渚~another sea~ 1-3
※・本作は艦隊これくしょんの二次創作作品です。
・原作と異なる設定を含む可能性があります。
・本作に登場する“潮田渚”は暗殺教室に登場する潮田渚の姿をしています。しかし、原
作のキャラ設定は一切存在しません。お先に潮田渚の容姿を調べることをお勧めしま
す。
・執筆スピードは遅めです。
1-3『見知らぬ世界』
まだ朝早い佐世保鎮守府の廊下を、二つの影が行く。
向かっているのは食堂らしい。
渚「深海棲艦?」
渚が今日何度目か分からないキョトンとした顔で聞き返す。
金剛「そうデース。」
「私達艦娘のことを語るにはまず、深海棲艦について話さないといけないネー。」
金剛がコホンと咳払いをして話し始める。
深海棲艦、約10年前より突如として現れた人類史史上最大の敵。
その大きさは人と同程度であるにも関わらず、その身に戦艦や空母等の艦船の能力を有しており、既存の兵器を全くもって受け付けなかった。

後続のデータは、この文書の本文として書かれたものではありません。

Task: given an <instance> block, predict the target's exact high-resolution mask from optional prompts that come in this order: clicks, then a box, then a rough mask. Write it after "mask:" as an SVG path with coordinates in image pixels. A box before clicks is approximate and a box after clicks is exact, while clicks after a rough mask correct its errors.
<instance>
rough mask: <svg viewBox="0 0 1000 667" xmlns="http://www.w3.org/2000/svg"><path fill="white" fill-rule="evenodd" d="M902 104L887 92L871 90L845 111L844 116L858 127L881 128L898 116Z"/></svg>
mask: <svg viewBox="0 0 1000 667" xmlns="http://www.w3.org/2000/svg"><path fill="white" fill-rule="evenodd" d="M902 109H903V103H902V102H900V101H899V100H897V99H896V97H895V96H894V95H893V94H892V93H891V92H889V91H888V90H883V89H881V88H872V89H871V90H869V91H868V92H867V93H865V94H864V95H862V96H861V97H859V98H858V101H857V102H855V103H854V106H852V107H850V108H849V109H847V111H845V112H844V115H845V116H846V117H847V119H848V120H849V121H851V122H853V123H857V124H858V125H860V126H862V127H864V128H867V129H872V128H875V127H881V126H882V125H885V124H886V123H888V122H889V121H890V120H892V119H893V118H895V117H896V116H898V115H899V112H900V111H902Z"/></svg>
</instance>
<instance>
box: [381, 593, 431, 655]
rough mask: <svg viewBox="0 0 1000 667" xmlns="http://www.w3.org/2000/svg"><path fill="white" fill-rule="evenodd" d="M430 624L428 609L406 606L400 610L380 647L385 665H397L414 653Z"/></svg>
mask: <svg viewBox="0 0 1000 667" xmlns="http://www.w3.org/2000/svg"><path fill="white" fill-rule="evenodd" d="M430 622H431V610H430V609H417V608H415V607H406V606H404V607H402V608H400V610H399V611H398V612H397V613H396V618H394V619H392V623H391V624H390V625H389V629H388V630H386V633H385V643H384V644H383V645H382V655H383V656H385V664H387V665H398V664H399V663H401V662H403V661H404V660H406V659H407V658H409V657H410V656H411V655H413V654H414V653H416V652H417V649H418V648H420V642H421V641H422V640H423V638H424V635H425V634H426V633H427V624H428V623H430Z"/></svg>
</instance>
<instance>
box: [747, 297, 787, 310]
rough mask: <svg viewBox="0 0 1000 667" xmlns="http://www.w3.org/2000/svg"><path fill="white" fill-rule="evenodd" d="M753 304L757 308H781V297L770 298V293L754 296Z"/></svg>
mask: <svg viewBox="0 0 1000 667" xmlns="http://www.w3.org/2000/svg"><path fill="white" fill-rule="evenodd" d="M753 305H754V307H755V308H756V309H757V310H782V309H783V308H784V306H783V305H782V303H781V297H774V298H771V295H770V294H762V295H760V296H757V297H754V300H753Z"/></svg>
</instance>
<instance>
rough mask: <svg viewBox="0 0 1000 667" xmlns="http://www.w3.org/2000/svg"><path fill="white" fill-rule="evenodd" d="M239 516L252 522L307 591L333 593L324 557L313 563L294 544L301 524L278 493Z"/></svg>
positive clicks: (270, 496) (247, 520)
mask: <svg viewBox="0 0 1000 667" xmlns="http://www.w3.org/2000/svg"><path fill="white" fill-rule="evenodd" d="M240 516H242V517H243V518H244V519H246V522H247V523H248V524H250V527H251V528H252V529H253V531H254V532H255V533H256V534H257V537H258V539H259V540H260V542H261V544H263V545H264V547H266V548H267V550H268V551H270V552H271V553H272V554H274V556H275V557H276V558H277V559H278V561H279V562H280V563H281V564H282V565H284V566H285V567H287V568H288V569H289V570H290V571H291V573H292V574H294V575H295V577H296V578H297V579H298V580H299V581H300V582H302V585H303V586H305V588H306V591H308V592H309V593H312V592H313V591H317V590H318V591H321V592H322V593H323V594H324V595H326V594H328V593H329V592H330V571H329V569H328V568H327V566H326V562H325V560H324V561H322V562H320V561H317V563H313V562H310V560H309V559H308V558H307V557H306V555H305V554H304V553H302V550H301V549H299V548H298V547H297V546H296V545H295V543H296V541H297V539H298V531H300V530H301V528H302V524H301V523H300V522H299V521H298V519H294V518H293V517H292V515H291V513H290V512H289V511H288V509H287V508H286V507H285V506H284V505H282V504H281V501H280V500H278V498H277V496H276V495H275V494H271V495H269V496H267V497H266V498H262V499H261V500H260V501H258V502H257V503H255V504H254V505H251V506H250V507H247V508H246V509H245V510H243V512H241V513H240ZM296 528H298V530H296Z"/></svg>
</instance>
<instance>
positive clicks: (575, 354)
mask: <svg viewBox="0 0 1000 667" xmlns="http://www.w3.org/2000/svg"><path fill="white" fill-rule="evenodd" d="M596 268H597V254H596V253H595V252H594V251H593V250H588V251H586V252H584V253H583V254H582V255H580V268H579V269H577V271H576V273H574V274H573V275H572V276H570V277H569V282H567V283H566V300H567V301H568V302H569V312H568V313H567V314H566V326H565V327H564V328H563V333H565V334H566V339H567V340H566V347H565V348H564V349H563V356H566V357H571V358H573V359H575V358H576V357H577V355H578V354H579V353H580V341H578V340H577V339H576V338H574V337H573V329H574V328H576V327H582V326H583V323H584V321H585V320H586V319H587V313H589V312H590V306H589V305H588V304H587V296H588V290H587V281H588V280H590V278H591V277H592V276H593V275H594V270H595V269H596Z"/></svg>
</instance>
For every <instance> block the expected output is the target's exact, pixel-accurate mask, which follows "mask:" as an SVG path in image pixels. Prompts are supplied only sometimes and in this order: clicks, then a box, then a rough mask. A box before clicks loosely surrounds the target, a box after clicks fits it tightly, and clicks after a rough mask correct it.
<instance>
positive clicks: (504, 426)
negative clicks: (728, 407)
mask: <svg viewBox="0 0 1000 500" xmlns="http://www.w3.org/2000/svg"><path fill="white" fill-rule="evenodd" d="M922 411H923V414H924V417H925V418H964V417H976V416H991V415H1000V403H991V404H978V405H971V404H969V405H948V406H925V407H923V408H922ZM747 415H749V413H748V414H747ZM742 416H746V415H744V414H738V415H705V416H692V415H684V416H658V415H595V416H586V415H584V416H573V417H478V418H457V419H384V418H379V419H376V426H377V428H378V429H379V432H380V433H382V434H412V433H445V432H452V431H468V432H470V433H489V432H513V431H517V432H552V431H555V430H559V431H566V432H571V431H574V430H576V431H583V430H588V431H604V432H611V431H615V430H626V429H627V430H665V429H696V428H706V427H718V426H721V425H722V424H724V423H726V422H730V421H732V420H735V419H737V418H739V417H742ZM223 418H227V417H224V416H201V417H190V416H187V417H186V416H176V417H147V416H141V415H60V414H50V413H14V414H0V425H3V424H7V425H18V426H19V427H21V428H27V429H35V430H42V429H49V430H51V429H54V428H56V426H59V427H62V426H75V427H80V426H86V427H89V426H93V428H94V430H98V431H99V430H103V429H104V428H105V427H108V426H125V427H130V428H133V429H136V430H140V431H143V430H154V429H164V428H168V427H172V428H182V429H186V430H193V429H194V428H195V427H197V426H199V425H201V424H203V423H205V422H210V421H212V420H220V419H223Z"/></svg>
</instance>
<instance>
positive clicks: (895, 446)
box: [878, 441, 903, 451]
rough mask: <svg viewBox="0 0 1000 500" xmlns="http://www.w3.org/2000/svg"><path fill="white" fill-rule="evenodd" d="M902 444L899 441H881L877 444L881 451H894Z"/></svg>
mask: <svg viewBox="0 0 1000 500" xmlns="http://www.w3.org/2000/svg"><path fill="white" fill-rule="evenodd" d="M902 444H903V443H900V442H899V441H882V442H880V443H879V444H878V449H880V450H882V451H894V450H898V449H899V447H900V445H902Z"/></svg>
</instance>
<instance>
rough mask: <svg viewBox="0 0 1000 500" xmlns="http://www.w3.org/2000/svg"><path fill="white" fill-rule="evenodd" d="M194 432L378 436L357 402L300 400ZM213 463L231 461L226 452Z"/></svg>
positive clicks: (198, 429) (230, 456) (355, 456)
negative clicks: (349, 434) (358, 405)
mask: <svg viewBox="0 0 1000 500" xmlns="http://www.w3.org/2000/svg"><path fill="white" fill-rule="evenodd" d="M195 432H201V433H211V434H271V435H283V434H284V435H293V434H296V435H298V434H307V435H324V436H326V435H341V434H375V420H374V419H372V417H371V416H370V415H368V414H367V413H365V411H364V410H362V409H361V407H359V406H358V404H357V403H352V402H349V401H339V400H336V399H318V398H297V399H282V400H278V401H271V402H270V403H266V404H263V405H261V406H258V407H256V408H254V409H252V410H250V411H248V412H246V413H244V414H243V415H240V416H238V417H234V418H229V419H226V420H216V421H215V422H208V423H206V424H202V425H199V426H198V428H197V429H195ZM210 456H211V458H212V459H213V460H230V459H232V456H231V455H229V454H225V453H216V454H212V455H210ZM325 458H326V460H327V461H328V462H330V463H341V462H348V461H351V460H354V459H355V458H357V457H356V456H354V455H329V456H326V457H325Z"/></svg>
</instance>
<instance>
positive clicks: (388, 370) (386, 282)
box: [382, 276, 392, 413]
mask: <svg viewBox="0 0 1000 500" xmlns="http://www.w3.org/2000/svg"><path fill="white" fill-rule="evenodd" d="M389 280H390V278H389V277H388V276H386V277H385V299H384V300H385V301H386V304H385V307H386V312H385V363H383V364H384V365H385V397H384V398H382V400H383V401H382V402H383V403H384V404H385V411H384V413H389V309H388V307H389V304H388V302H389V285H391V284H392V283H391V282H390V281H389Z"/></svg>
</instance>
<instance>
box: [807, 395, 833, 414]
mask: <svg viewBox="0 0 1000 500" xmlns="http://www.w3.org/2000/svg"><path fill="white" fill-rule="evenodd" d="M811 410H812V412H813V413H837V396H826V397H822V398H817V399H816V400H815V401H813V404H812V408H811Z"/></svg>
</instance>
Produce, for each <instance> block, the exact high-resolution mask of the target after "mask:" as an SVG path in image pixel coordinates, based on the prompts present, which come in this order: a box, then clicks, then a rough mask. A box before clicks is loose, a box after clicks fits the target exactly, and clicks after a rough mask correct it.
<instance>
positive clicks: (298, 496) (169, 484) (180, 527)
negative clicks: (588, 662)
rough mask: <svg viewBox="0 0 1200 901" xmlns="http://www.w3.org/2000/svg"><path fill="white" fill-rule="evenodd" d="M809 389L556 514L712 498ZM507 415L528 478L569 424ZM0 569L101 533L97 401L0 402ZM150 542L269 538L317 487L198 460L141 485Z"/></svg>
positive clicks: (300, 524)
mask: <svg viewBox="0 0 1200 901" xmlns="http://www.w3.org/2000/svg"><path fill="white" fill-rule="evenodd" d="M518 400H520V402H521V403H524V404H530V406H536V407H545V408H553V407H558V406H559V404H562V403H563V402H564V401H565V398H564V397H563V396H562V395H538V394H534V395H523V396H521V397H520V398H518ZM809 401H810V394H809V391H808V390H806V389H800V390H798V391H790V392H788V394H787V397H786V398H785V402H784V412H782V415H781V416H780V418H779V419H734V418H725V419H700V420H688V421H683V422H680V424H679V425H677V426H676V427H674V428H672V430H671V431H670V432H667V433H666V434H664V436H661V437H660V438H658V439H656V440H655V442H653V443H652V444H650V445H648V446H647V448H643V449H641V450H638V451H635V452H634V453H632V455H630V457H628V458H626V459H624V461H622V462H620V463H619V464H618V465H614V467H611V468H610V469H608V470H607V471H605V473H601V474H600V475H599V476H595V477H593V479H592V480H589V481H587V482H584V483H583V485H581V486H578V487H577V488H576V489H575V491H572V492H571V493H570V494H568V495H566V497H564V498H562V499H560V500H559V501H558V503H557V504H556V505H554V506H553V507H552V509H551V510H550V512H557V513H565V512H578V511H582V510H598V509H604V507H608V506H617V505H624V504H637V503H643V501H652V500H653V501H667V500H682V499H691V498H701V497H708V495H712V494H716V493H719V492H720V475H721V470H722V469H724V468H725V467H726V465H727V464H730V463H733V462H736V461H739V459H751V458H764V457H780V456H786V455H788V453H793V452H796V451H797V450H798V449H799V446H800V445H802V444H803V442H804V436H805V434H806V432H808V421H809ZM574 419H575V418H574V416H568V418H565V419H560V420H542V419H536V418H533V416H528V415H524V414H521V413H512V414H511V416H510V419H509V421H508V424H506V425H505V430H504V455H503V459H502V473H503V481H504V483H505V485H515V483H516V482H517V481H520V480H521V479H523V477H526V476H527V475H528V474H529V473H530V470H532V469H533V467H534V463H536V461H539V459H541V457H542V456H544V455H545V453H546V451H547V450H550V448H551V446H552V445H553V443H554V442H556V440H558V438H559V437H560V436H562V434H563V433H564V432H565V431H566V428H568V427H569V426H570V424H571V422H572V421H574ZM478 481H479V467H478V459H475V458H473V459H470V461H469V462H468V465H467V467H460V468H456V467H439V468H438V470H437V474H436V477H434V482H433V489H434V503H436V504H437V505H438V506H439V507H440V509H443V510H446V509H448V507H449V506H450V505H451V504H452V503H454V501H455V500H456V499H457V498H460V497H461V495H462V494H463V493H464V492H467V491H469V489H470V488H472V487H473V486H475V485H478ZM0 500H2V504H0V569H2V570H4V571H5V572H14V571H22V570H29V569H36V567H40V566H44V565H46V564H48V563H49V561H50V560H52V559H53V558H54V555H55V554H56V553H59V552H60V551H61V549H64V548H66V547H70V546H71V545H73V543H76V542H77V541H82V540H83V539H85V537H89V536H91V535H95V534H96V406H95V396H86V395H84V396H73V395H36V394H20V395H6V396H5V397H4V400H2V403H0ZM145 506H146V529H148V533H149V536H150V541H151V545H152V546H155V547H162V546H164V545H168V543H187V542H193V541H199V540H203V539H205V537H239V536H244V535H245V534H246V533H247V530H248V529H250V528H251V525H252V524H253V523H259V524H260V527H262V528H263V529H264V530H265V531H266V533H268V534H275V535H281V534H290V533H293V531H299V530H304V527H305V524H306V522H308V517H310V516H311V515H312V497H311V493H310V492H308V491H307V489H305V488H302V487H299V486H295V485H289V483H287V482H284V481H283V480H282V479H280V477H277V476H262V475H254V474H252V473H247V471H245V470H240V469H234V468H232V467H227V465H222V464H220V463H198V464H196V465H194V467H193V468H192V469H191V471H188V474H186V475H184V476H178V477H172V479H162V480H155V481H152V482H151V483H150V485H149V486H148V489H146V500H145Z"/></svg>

その後、人類は敗退を続け、結果、制海権のそのほとんどを奪われ、多くの泊地や駐屯地、島を失うことになった。
渚「そんなことが・・・。」
金剛「私も提督から話を聞いた時は驚いたデース。」
「たった三年で世界中の制海権を奪われたんですからネ。」
渚「ということは、その深海棲艦に対抗するために生まれたのが・・・。」
金剛が指を鳴らして答える。
金剛「Yes!」
「かつて、祖国を護るために戦った艦船達の魂を持つ存在、艦娘デース!」
渚「なるほど、じゃあ、金剛さんも・・・。」
金剛「ハイ、私は旧日本海軍の高速戦艦、金剛型戦艦の一番艦、金剛の魂を受け継いでいマース!」
艦娘、在りし日の艦船達の魂を持つ人達、この鎮守府は彼女達が戦うための拠点だった。
そうなると、なおさら気になることがある。
渚「じゃあ、艦娘でも、軍属の人間でもない僕が、なぜここにいるんだろう?」
渚の小さな独り言は聞こえてくる喧噪に掻き消された。
金剛が大きな扉の前で歩みを止める。
金剛「到着デース。」
「ここが・・・。」
金剛が扉を開けるとそこには食事を取っている多くの艦娘がいた。
金剛「食堂デース!」
渚は改めて驚いた。
なんとなく予想はしていたが、艦娘と言うからには女性しかいない。
すると、数人が渚の方に気付いた。
それは徐々に全体へと伝播し、やがて食堂はざわつき始めた。
渚(あれ、なんかまずい?)
??「失礼、ここは艦娘のみが利用できる食堂だ。」
「部外者の立ち入りは禁じられている。」
腰まであるロングストレートの黒髪と真紅の瞳を持った背の高い艦娘が声をかけてきた。
頭にはアンテナのようなものがついている。
金剛「NoNo!」
「長門、部外者じゃないデース!」
「応接室から出て来るところを見ましたから。」
黒髪の艦娘は長門と言うらしい。
長門「むっ、提督の客人か。」
「これは失礼した。」
長門が頭を下げる。
渚「あっ、いえ、大丈夫です。」
「正直、自分でも客人かどうかわからないところなので・・・。」
長門「それはどういう・・・?」
艦娘達「「「おはようございます!!」」」
「「「提督!」」」
艦娘達が大きな声で挨拶をする。
渚が艦娘達の視線の先を見ると、食堂の入り口に昨日会った女提督がいた。
脇にはなぜか、大きなうさ耳リボンを付け、鼠蹊部をかろうじて隠す程度の超ミニスカートをはいた艦娘が抱えられている。